9. Les dispositions de l'article L. 761-1 du code de justice administrative font obstacle à ce que l'Etat, qui n'est pas la partie perdante dans la présente instance, soit condamné à verser quelque somme que ce soit à Mme D et M. C ou à son conseil au titre des frais exposés et non compris dans les dépens.

O R D O N N E :

Article 1er : Mme D et M. C sont admis, ensemble et dans le cadre d'une unique mission, au bénéfice de l'aide juridictionnelle provisoire.

Article 2 : Il est enjoint à Mme D et M. C, ainsi qu'à tous occupants de leur chef, de libérer le logement qu'ils occupent à Chalon-sur-Saône dans la structure d'hébergement pour demandeurs d'asile gérée par l'association Le Pont.

Article 3 : Faute pour Mme D et M. C d'avoir libéré les lieux dans les deux mois suivant la notification de la présente ordonnance, le préfet de Saône-et-Loire pourra faire procéder à leur expulsion par les moyens légaux de son choix, au besoin avec le concours de la force publique.

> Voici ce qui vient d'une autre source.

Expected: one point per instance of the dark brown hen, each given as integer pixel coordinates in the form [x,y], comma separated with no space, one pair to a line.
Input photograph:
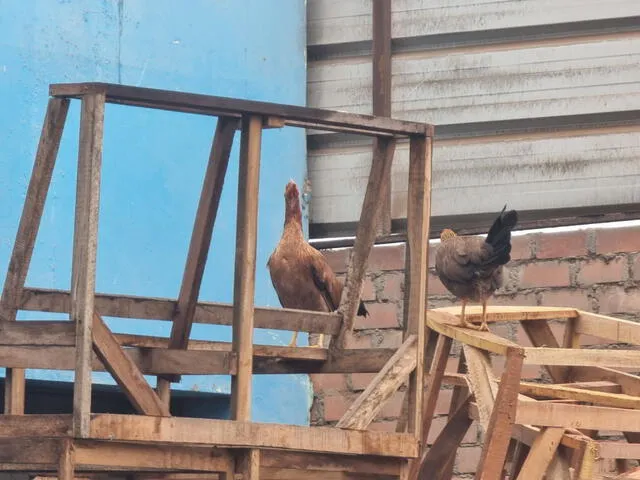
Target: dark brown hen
[300,274]
[471,267]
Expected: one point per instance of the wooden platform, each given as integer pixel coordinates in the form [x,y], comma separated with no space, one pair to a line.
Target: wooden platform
[536,430]
[154,442]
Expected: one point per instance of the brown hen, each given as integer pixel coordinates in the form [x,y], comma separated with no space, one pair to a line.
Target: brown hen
[300,274]
[471,267]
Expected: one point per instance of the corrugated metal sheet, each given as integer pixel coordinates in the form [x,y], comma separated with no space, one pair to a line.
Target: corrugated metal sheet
[489,74]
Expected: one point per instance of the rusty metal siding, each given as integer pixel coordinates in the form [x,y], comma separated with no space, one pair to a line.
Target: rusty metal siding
[536,102]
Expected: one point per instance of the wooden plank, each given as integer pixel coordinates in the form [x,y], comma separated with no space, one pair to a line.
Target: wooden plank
[245,266]
[381,93]
[615,329]
[210,105]
[541,454]
[482,340]
[145,308]
[365,237]
[125,372]
[193,362]
[582,357]
[416,266]
[190,431]
[502,419]
[66,467]
[499,313]
[434,462]
[541,335]
[202,232]
[85,240]
[26,236]
[365,408]
[606,399]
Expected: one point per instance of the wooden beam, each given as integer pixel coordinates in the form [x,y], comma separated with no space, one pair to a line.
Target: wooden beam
[145,308]
[202,232]
[365,237]
[125,372]
[541,335]
[26,236]
[606,399]
[434,462]
[416,266]
[365,408]
[245,266]
[210,105]
[85,240]
[381,93]
[542,451]
[582,357]
[193,431]
[502,419]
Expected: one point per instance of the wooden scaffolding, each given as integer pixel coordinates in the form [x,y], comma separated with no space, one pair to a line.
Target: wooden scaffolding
[84,443]
[535,430]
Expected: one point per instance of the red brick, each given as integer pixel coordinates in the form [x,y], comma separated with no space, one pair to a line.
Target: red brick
[617,240]
[617,300]
[600,271]
[545,274]
[468,459]
[393,285]
[567,298]
[561,245]
[381,315]
[386,257]
[324,382]
[335,406]
[521,247]
[337,259]
[435,286]
[368,290]
[360,381]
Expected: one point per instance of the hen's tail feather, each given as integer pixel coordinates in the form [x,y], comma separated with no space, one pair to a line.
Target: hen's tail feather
[499,237]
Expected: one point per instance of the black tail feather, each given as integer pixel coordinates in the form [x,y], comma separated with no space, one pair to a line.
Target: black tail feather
[499,237]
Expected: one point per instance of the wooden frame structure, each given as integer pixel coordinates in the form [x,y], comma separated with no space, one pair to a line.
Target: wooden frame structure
[535,430]
[85,443]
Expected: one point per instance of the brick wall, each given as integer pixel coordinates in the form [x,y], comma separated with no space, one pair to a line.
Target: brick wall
[593,270]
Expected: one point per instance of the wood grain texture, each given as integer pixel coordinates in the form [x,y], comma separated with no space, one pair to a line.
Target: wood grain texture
[125,372]
[365,236]
[20,259]
[85,240]
[245,266]
[365,408]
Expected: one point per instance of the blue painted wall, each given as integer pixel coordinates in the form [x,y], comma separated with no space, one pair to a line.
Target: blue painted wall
[154,161]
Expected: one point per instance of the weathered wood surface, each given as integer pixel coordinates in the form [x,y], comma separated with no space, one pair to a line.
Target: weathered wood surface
[210,105]
[85,244]
[26,236]
[145,308]
[365,408]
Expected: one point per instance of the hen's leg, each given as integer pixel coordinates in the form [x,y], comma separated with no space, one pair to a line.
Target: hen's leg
[320,343]
[463,318]
[483,325]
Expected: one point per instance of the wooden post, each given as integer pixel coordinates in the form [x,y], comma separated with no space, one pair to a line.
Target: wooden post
[245,266]
[85,236]
[200,242]
[381,91]
[417,259]
[502,419]
[25,238]
[365,236]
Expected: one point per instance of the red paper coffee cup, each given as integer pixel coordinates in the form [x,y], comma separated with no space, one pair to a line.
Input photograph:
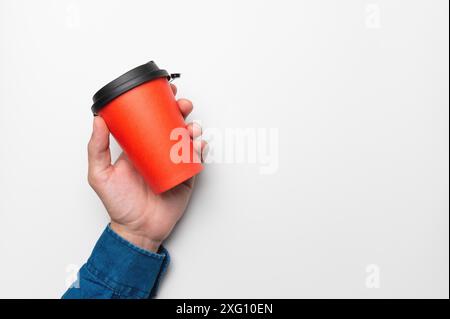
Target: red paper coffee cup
[142,114]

Article 4 : Les conclusions de Mme D et M. C tendant à l'application de l'article L. 761-1 du code de justice administrative sont rejetées.

Article 5 : La présente ordonnance sera notifiée au préfet de Saône-et-Loire, au ministre de l'intérieur et des outre-mer, à Mme A D et M. E C ainsi qu'à Me Bigarnet.

Copie en sera adressée au bureau d'aide juridictionnelle près le tribunal judiciaire de Dijon.

Fait à Dijon, le 28 février 2024.

Le président du tribunal, juge des référés,

D. ZUPAN

La République mande et ordonne au ministre de l'intérieur et des outre-mer, en ce qui le concerne, ou à tous huissiers de justice à ce requis, en ce qui concerne les voies de droit commun contre les parties privées, de pourvoir à l'exécution de la présente décision.